On Monday, BYD Executive VP Stella Li told CNBC that China’s market could “very quickly” push close to 80% EV penetration, helped by new technology in the space and a growing wave of electric options. That would be another significant leap for a nation that the International Energy Agency says has already grown at an “extremely rapid” pace over the past five years.
In 2020, China barely registered among the world’s EV leaders by sales share, with electric cars taking just 6% of new car sales that year, according to IEA data. Just five years later, that share has surged to 53%, putting China behind only a handful of early adopters, where years of tax breaks and purchase incentives have helped push EV adoption higher.
In the driver’s seat
China’s not just been climbing the adoption ranks either — it’s also supercharged the global market, accounting for six out of every 10 EVs sold worldwide last year and more than half of the global increase in EV sales. That’s even more striking given that domestic growth slowed slightly at one point last year, after a trade-in subsidy (paying consumers to swap old cars for new EVs) was temporarily halted.

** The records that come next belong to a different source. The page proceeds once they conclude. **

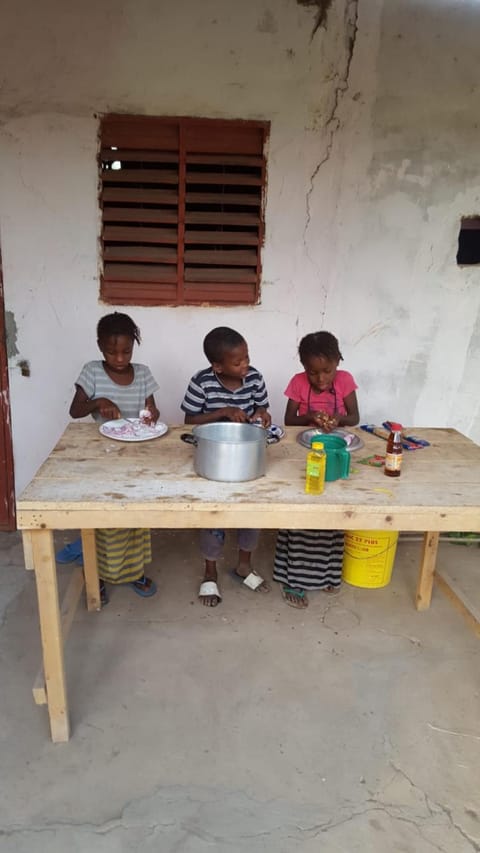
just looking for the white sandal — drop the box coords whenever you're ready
[230,569,270,592]
[242,571,267,591]
[199,580,222,603]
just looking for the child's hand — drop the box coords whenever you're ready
[222,406,249,423]
[311,410,338,432]
[140,404,160,425]
[97,398,121,420]
[250,408,271,428]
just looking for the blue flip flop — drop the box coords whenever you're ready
[56,538,83,564]
[128,576,157,598]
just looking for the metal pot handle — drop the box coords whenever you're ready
[180,433,198,446]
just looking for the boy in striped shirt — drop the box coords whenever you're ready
[181,327,271,607]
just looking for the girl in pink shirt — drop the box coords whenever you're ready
[274,331,359,608]
[284,331,359,430]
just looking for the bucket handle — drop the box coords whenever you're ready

The nation’s been sending more of its electric vehicles abroad, too, with China’s EV exports in Q1 surging 78% from the same quarter last year, per official data cited by CNN. At the same time, BYD’s new car registrations in Europe jumped 115% in April from a year earlier, outpacing Tesla’s 47%.
The US, meanwhile, is moving far slower: electric cars still account for around 10% of new car sales, with the market under pressure from weaker policy support, expired federal tax credits, and limited access to cheaper Chinese models.